KR102227125B1 - Method for storing bacteria and dry power produces by the same method - Google Patents

Abstract

The present invention provides a method for storing bacteria comprising preparing a suspension in which bacteria and nanoparticles having a porous structure are suspended after drying, and atomizing the suspension into droplets and drying the atomized droplets.

Description

Bacteria storage method and dry powder produced thereby {METHOD FOR STORING BACTERIA AND DRY POWER PRODUCES BY THE SAME METHOD}

The present invention relates to a method of storing bacteria and a dry powder produced thereby, and more particularly, to a method of storing live bacteria in a dry powder form, and to a dry powder produced thereby.

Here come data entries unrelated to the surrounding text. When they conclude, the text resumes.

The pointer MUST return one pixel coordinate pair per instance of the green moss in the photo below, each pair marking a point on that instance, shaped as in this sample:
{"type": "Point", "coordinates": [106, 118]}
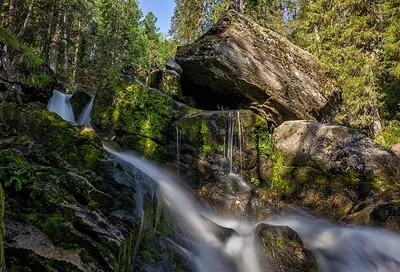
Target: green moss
{"type": "Point", "coordinates": [390, 135]}
{"type": "Point", "coordinates": [2, 227]}
{"type": "Point", "coordinates": [14, 170]}
{"type": "Point", "coordinates": [132, 108]}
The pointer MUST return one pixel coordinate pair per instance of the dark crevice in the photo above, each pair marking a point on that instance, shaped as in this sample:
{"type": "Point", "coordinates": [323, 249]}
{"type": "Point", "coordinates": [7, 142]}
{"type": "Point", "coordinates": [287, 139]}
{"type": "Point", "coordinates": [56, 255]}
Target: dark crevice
{"type": "Point", "coordinates": [206, 98]}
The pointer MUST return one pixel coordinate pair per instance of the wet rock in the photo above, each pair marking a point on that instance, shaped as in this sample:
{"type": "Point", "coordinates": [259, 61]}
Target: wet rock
{"type": "Point", "coordinates": [78, 101]}
{"type": "Point", "coordinates": [140, 117]}
{"type": "Point", "coordinates": [154, 79]}
{"type": "Point", "coordinates": [333, 168]}
{"type": "Point", "coordinates": [170, 84]}
{"type": "Point", "coordinates": [173, 66]}
{"type": "Point", "coordinates": [283, 250]}
{"type": "Point", "coordinates": [28, 246]}
{"type": "Point", "coordinates": [396, 149]}
{"type": "Point", "coordinates": [23, 75]}
{"type": "Point", "coordinates": [242, 65]}
{"type": "Point", "coordinates": [208, 145]}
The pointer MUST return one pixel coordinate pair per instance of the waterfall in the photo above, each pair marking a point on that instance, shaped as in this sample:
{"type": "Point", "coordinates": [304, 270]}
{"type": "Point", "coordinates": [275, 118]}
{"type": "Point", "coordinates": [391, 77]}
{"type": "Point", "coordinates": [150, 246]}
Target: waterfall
{"type": "Point", "coordinates": [59, 103]}
{"type": "Point", "coordinates": [178, 152]}
{"type": "Point", "coordinates": [84, 117]}
{"type": "Point", "coordinates": [345, 249]}
{"type": "Point", "coordinates": [207, 250]}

In the distribution of biological resources for domestic and overseas research, it is most common to move bacteria in frozen storage conditions. Therefore, the method of storing bacteria in liquid or gel form for cryopreservation is currently being implemented first in the pre-sale procedure. Other storage methods have been studied continuously, but practically usable methods are still insufficient.

Among the similar techniques in the related art, Patent Document 1 discloses a technique for producing a dry powder through a bacterial extract, and finally encapsulating the extract of a specific bacteria for the purpose of cancer treatment into a powder through a suspension. However, in Patent Document 1, the focus of the powder component is on the extract, not the bacteria, and furthermore, since the peptide components produced by the bacteria in the suspension culture step are the main purpose of dry powdering, the survival of the bacteria in the powder is largely irrelevant. The survival effect is also insufficient.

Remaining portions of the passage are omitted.